В моих чертах легко узнать
Отца черты — твою печать.
И всё твоё в душе моей. <…>
Ты мне не жизнь лишь подарил, —
Себя ты перелил в меня!
Смотри ж на плод греховный свой
И казнись тем, что породил
Ты сына, сходного с тобой!..
Не выкидыш по духу я:
Душе подобная твоей,
Не терпит уз душа моя.
A жизнь, а дар мгновенный сей,
Который ныне ты судил
Отнять, — ты знаешь, — я ценил
Не больше, чем ценил ты сам,
Когда бывало, свой шелом
Надвинешь ты, и, конь с конём,
По мёртвым вражеским телам
Мы мчимся с дерзостным челом <…>.
И приговор суровый твой, —
Он прав, хоть изречён тобой.
Зачат в грехе, позорно я
Умру на плахе: жизнь моя
Окончится, как началась…
Грешил отец — и сын грешил!
Во мне одном обоих нас
Ты ныне право осудил.
Мой грех в глазах толпы людской
Тяжеле: Божий суд — иной! — XIII

  •  

Были Уго то слова
Последние: «Рази!» Взмахнул
Палач рукой, топор сверкнул —
И покатилась голова.
И, рухнув, труп кровавый пал
На землю тяжко; побежал
Из туловища крови ток
И напоил, как дождь, песок…
Мигнули судорожно раз
И два — но быстро веки глаз;
На миг раскрылися уста
И затворились навсегда.

Он умер так, как умирать
Всем грешным надо пожелать:
Без шума и без хвастовства! — XVII

  •  

Пал Уго, и с минуты сей
Его печального конца, —
Ни в залах мраморных дворца,
Ни в тёмной зелени аллей
Не видно Паризины. След
Её пропал — и слуху нет
Нигде уж более о ней…
И даже имя то ничей
Язык промолвить не дерзал,
Как бы одно из слов таких,
Какие из бесед людских
Навеки — или страх изгнал,
Иль чувство изгнало стыда.
От князя ж Адзо никогда
Никто ни разу не слыхал
Ни сына, ни жены имён.
Никто не знал гробницы их.
Был за оградой мест святых
Их праху угол отведён… — XIX

  •  

Тщетно мы хотим
Разлив сердечных волн унять;
Вовеки не иссякнуть им —
И возвращаются опять
Потоки слёз непролитых
К источнику — и там на дне
Кипят в душевной глубине…
И пусть никто не видит их,
Тех слёз непролитых, — они,
На сердце падая, опять
Скопляются и тем сильней,
Чем более в груди своей
Мы силимся их подавлять. <…>
Был князь под старость обречён
Тоске, мученьям и борьбе…
Могучий дуб, когда порой
Суки испорченных ветвей
Подрежет опытной рукой
Садовник бережно, — сильней
Раскинется под небеса…
Но если в бешенстве гроза
Нежданно ветви опалит, —
Немой развалиной стоит
И сохнет сумрачен и гол
Ветвей навек лишённый ствол. — XX

О поэме[править]

  •  

… драматическая часть в его поэмах (кроме разве одной «Паризины») не имеет никакого достоинства.

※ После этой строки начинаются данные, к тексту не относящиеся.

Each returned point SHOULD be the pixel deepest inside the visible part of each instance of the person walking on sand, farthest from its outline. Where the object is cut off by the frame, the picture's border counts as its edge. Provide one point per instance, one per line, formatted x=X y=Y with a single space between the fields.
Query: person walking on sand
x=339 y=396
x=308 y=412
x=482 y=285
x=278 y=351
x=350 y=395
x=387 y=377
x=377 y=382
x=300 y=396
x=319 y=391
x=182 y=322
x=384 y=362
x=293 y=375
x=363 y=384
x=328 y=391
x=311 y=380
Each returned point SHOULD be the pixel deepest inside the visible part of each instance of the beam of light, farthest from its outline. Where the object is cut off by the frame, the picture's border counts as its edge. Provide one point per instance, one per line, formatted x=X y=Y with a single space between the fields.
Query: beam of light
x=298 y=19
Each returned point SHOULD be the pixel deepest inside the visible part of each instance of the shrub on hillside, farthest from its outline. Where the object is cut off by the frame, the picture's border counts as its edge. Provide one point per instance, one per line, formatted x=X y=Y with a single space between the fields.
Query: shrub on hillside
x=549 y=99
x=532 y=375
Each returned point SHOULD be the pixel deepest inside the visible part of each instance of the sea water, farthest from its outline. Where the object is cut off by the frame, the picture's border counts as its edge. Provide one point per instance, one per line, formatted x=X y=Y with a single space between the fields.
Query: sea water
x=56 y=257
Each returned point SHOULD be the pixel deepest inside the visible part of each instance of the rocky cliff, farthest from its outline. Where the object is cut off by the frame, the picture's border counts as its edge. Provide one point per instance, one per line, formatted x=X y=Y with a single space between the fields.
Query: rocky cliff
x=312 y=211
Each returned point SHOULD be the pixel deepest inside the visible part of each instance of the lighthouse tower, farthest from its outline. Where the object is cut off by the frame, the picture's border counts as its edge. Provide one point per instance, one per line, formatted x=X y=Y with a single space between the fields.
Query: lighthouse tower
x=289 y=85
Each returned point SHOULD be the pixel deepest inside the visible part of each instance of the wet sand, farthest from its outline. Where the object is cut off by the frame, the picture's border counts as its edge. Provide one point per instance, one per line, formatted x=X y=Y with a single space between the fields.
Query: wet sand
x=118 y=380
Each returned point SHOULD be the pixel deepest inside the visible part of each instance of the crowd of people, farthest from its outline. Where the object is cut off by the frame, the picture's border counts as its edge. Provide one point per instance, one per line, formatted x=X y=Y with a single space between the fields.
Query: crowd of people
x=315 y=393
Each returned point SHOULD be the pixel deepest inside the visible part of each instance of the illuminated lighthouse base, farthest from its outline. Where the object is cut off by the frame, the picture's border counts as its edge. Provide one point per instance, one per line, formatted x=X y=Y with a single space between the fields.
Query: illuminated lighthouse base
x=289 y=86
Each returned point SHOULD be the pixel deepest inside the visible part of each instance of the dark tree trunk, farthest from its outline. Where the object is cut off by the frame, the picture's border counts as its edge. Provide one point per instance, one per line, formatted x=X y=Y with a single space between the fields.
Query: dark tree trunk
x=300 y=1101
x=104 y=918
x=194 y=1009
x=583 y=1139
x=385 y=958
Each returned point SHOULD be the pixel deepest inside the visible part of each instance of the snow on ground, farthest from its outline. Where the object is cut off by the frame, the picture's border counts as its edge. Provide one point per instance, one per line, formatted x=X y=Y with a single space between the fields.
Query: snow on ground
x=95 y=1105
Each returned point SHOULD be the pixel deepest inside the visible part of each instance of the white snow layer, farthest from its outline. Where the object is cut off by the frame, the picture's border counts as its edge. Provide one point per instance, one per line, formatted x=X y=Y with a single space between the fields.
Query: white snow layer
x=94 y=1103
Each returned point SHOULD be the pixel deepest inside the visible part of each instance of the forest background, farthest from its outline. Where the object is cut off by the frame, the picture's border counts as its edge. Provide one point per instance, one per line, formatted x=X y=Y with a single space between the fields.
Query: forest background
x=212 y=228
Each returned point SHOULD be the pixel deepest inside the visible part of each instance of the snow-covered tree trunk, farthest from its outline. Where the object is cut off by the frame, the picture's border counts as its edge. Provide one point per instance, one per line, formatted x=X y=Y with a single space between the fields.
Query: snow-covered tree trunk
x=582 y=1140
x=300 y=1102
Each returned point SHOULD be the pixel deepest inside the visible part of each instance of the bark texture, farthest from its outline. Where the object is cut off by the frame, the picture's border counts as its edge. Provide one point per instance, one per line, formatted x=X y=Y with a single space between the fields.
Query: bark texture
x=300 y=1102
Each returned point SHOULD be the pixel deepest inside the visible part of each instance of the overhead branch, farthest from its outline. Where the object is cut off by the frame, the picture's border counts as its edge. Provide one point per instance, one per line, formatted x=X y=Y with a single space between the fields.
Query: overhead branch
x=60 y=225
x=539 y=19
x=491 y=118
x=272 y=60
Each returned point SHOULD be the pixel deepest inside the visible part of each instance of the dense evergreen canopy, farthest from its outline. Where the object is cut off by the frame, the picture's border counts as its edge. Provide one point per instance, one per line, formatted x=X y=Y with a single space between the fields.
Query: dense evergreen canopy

  Александр Пушкин, <О трагедии В. Н. Олина «Корсер»>, конец 1827 — начало 1828
  •  

Упоминая о «греках», поэт, конечно, имел в виду эврипидовского «Ипполита», где также изображается любовь мачехи к пасынку; но сходство между Федрой и Паризиной — только внешнее, и вся основа греческой трагедии совершенно иная. Гораздо ближе подходит «Паризина» к другому, также указанному автором, образцу, — к трагедии Шиллера «Дон Карлос»: здесь мы уже видим и внутреннее тождество основного мотива, и сходство отдельных перипетий <…>. Наконец, ссылка на Альфиери относится, очевидно, к трагедии «Мирра», сюжетом которой служит любовь брата к сестре. Между этой трагедией и байроновской поэмой нет ничего общего, — и ссылка на итальянского поэта понадобилась, без сомнения, только для того, чтобы успокоить не в меру щекотливую английскую критику, лицемерная мораль которой непременно должна была возмутиться «нечестивым» сюжетом поэмы Байрона. <…>
Первая глава поэмы была в своё время положена на музыку и долго распевалась, как один из любимых романсов. Да и вообще вся поэма, при своей сжатости, лаконичности, действующая на читателя не столько определёнными оборотами речи, сколько намёками, вызывающими то или иное настроение, представляется скорее музыкальным произведением, рядом быстро сменяющих одна другую симфонических картин, — как будто сама Италия, ещё не виденная, но уже прочувствованная поэтом, отозвалась в его чуткой душе своей родной стихией, — музыкой…[1]

  Пётр Морозов, предисловие

Примечания[править]

  1. 1 2 Байрон. Т. I. — Библиотека великих писателей / под ред. С. А. Венгерова. — СПб.: Брокгауз-Ефрон, 1904.
  2. Перевод двух первых и двух последних строк фрагмента значительно точнее у Григорьева.